MIT’s Computer Science and Artificial Intelligence Laboratory (CSAIL) and Massachusetts General Hospital (MGH) used mammograms and known outcomes from over 60,000 patients to train their new model on the tiniest visual details the human eye can easily miss. Well-trained doctors don’t miss these predictive patterns just because they can appear too small to notice, but because more subtle patterns simply don’t attract enough attention. An image classification model that can file through the minutia across thousands of scans can make quick work of this daunting task.

The team’s model identified a woman at high risk of breast cancer four years (left) before it developed (right). Credit: MIT
The team’s model identified a woman at high risk of breast cancer four years (left) before it developed (right). Credit: MIT

MIT Professor (and breast cancer survivor) Regina Barzilay explains how this new model can change treatment plans for the better:

Rather than taking a one-size-fits-all approach, we can personalize screening around a woman’s risk of developing cancer. For example, a doctor might recommend that one group of women get a mammogram every other year, while another higher-risk group might get supplemental MRI screening.

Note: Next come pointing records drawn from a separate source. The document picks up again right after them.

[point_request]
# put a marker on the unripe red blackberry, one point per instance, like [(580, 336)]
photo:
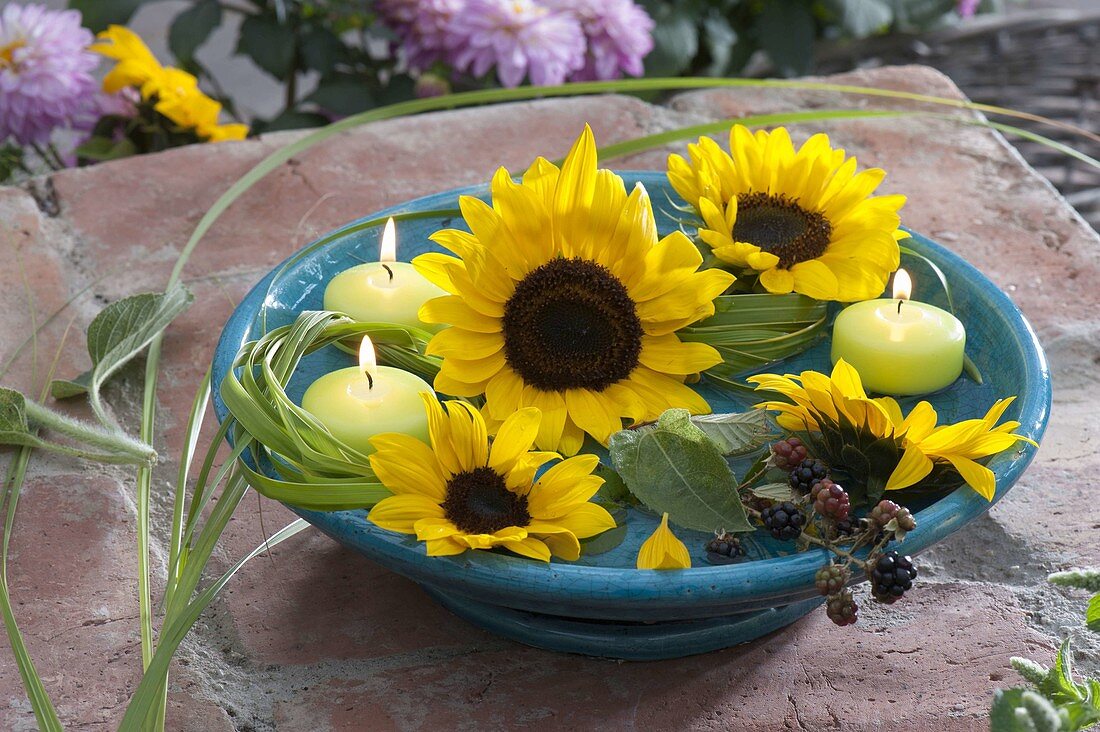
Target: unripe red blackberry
[(891, 577), (884, 512), (724, 548), (807, 472), (831, 500), (842, 609), (832, 578), (788, 452)]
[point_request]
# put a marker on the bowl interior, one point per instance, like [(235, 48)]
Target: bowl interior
[(1000, 342)]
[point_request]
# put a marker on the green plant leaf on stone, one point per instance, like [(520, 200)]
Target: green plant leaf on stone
[(674, 468), (343, 94), (267, 43), (118, 334), (97, 14), (105, 149), (787, 34), (1022, 710), (737, 433), (191, 28)]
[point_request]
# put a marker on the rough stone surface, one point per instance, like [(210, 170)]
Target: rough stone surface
[(315, 637)]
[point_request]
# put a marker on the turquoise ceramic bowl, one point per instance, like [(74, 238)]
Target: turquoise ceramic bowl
[(601, 604)]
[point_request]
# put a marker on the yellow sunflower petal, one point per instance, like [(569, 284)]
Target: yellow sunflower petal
[(913, 467), (663, 550), (529, 547), (399, 513), (514, 438)]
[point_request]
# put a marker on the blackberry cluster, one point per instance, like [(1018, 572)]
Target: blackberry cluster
[(884, 512), (891, 577), (842, 609), (789, 452), (831, 500), (724, 548), (832, 578), (784, 521), (806, 473)]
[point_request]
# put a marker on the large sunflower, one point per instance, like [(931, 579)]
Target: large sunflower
[(837, 408), (803, 220), (460, 493), (564, 299)]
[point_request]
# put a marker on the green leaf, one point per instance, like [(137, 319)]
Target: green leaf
[(772, 491), (675, 42), (721, 41), (603, 543), (862, 18), (343, 94), (97, 14), (105, 149), (675, 468), (737, 433), (785, 29), (614, 489), (191, 28), (268, 44), (119, 332), (321, 50), (1022, 710), (1086, 579)]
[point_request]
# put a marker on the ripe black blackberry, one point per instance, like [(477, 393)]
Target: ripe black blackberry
[(842, 609), (788, 452), (832, 578), (724, 548), (783, 520), (891, 577), (831, 500), (806, 473)]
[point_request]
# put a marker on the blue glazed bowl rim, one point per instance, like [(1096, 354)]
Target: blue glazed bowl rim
[(772, 578)]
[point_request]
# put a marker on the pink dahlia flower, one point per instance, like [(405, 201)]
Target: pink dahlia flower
[(618, 33), (45, 73), (519, 37)]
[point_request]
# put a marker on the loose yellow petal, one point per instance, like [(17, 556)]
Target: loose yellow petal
[(663, 550)]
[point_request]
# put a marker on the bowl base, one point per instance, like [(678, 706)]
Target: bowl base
[(623, 641)]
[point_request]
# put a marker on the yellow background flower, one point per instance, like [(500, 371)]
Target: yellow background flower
[(803, 220), (462, 493), (563, 298), (820, 403), (176, 93)]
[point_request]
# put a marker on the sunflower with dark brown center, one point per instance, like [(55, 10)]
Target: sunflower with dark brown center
[(563, 298), (802, 220), (464, 492)]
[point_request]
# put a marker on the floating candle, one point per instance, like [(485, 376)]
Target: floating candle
[(386, 291), (360, 402), (899, 346)]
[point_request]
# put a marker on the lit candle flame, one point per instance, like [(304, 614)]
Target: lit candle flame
[(367, 361), (388, 252), (903, 285)]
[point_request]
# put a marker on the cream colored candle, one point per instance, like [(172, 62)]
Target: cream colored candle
[(386, 291), (898, 346), (360, 402)]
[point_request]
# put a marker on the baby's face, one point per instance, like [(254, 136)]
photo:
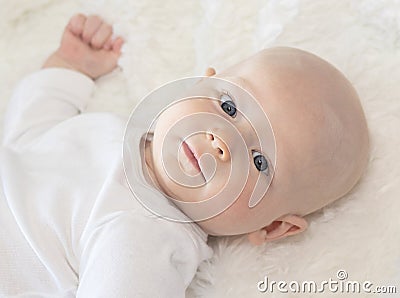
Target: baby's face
[(226, 145), (226, 148)]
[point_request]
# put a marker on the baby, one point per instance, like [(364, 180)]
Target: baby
[(71, 225)]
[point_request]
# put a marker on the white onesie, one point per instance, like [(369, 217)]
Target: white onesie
[(70, 226)]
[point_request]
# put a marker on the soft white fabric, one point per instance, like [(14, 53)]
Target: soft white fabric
[(70, 225)]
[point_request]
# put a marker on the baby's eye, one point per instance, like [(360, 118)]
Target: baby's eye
[(260, 161), (227, 105)]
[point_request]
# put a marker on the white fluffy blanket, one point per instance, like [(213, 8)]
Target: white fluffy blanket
[(170, 39)]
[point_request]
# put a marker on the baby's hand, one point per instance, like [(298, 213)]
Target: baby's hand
[(87, 46)]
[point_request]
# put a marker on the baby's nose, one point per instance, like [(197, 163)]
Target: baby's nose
[(220, 148)]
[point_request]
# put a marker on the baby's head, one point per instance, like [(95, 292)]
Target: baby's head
[(321, 141)]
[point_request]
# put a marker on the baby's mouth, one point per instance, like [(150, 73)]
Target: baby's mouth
[(190, 155)]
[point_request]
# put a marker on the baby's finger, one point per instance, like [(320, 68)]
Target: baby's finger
[(101, 36), (117, 45), (76, 24), (108, 44), (92, 24)]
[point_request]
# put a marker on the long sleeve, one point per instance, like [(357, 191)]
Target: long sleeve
[(41, 101), (135, 256)]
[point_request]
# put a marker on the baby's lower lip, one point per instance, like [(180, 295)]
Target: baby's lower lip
[(189, 154)]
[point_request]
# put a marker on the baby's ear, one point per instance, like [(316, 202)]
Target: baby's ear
[(278, 229), (210, 71)]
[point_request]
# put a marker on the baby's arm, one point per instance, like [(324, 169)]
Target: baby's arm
[(87, 46), (62, 88)]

When doctors can order mammograms based on patient need, they can avoid unnecessary exposure to radiation and costs of potentially unnecessary scans. While existing models can accurately identify 18 percent of patients in the high-risk category, this new model boosts that number up to 31 percent. Its success leans heavily on the team’s approach to its development. For the first time, a breast cancer prevention model focuses on individual women. It also takes racial diversity into account, where past models primarily focused on Caucasian populations. This not only helps to further accuracy but reduce the notably higher rate of breast cancer deaths in African American women.

As MIT and MGH have demonstrated, well-trained image classification models can help doctors save lives. Although no AI yields perfect results, image classification algorithms have matured and become reliable in many different applications—especially in specific models like this one. You need little more than a good idea, relevant data, and a bit of time to create a successful image recognition model. Services like Clarifai, Microsoft Azure, IBM Watson, Vize and others provide free custom model training platforms that require no programming knowledge to set up. With these algorithms freely available for everyone to use, we all have the necessary resources to train AI to solve problems and help others. It takes time and care to safely integrate a successful experiment into the practices of diagnostic medicine; this approach will likely see many revisions as it expands outside of a single hospital. But the early results are promising.